I'm fairly sure Novell doesn't want NetWare to be Yet Another Linux Distro. That just wouldn't make business sense. They're probably looking at Apple OS X and thinking along the same lines: put their proprietary apps & modules on top of an OSS Unix base.
I expect them to offer client software that will run on 'normal' Linux distros, though, or perhaps even distribute a whole Linux NetWare client with OS, apps and all. But I think the server itself will look and feel like NetWare for a while longer, but hopefully with better robustness from the console screens.
Forking to another subject, I'm also wondering about future platforms. I'm not so sure that PowerPC won't become the dominant low-end server architechture in the next 10 years, and these moves by Novell would let them easily migrate if needed. I don't really have anything to back that up; it's just a feeling that IBM can make that happen. Or maybe it's just wishful thinking on my part because PPC seems like a much cooler arch. (Think virtualization.)

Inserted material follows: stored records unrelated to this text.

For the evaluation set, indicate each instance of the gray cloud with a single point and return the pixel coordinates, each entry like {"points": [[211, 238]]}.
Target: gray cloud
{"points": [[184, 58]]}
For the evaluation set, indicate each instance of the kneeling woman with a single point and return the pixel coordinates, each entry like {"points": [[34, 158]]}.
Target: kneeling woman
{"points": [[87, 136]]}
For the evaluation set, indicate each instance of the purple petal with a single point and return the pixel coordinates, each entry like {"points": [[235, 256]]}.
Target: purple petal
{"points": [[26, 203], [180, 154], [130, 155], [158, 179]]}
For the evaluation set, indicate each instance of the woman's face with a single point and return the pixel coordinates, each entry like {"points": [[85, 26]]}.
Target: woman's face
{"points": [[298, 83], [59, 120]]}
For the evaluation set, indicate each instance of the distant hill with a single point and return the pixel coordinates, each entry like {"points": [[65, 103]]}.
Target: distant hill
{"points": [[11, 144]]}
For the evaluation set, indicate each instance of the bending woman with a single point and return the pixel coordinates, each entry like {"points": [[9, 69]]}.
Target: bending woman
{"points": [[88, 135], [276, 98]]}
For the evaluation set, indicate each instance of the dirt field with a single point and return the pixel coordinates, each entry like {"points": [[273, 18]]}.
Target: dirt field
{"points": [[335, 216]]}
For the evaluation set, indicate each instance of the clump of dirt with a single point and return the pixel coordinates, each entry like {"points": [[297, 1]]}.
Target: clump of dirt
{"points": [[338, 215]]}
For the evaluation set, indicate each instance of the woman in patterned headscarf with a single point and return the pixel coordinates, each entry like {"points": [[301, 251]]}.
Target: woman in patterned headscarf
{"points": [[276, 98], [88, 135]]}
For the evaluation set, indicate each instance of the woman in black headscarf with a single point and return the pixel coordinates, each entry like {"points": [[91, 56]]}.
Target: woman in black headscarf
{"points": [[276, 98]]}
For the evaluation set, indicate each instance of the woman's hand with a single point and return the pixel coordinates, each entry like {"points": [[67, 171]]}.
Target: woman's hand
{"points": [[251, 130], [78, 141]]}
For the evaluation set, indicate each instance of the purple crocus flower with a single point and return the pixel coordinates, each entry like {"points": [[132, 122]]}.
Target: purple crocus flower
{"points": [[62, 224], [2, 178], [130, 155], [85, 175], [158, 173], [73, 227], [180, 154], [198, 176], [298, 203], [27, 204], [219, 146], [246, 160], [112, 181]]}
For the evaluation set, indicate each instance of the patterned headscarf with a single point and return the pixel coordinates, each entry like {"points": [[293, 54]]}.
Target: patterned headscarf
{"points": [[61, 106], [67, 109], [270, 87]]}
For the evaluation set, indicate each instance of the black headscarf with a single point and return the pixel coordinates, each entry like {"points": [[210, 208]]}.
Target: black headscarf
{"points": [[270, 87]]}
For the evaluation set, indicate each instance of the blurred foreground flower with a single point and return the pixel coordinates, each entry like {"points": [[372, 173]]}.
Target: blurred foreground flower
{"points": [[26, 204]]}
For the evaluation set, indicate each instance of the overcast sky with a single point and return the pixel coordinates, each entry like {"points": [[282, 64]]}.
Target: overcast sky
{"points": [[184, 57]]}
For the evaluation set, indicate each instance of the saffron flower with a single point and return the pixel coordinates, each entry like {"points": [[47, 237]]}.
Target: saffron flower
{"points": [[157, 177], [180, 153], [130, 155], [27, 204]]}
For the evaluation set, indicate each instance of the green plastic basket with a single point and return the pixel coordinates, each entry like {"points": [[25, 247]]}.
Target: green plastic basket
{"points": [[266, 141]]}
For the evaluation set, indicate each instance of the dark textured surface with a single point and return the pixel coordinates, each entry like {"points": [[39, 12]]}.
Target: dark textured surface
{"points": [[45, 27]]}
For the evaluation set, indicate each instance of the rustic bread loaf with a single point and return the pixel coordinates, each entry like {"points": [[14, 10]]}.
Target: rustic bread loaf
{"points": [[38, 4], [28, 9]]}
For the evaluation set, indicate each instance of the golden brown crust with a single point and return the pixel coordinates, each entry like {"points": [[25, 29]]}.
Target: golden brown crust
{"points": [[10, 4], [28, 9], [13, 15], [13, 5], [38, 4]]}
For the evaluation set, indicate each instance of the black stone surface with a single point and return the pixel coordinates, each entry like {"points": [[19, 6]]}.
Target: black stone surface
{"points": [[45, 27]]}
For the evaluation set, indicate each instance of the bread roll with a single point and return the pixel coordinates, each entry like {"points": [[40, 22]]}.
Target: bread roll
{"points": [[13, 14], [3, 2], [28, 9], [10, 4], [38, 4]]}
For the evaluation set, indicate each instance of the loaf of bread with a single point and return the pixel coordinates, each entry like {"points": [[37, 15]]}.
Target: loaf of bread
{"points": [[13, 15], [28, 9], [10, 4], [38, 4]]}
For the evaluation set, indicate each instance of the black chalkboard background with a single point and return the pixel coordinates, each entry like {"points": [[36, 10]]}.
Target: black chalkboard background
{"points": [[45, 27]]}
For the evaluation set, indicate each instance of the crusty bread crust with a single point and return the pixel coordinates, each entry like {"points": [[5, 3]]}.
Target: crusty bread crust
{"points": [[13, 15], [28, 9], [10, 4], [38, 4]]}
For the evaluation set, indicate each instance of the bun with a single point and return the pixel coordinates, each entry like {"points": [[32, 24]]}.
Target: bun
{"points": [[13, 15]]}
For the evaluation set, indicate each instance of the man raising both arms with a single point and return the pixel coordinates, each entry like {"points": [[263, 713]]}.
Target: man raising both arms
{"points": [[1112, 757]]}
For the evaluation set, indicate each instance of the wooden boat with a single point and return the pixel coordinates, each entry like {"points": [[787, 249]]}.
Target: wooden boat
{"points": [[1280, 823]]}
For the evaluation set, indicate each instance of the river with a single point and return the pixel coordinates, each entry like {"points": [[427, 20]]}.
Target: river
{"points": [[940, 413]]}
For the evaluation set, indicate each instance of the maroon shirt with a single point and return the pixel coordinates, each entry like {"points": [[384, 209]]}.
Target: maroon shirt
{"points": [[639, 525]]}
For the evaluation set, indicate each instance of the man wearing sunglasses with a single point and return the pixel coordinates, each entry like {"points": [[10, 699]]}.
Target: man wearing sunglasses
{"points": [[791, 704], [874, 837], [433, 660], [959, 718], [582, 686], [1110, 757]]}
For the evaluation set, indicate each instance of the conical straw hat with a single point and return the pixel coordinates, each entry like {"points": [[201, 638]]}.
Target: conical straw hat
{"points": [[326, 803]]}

My wife had took over the technology at a school that was still based on netware. It had been years since I had seen the stuff, but I was drafted anyway. After spending a couple of years on it, I cheered when the school system dropped it. While the server is fairly stable it offers no compelling value to justify it's cost. Additionally, the resources to maintain it are specialized and expensive. Again, this is unjustifiable. Everything that Novell offered is built into every major OS (they only used directory, file, and print services). In terms of stability, there had to be a specialized guy out there every few weeks to fix the thing.
I think this is a great move by novell. From what I have seen, Netware as an OS only detracts from their bottom line. It forces them to port everything to their proprietary platform. Adopting linux as the underlying OS makes the platform more flexible and adds value to their services.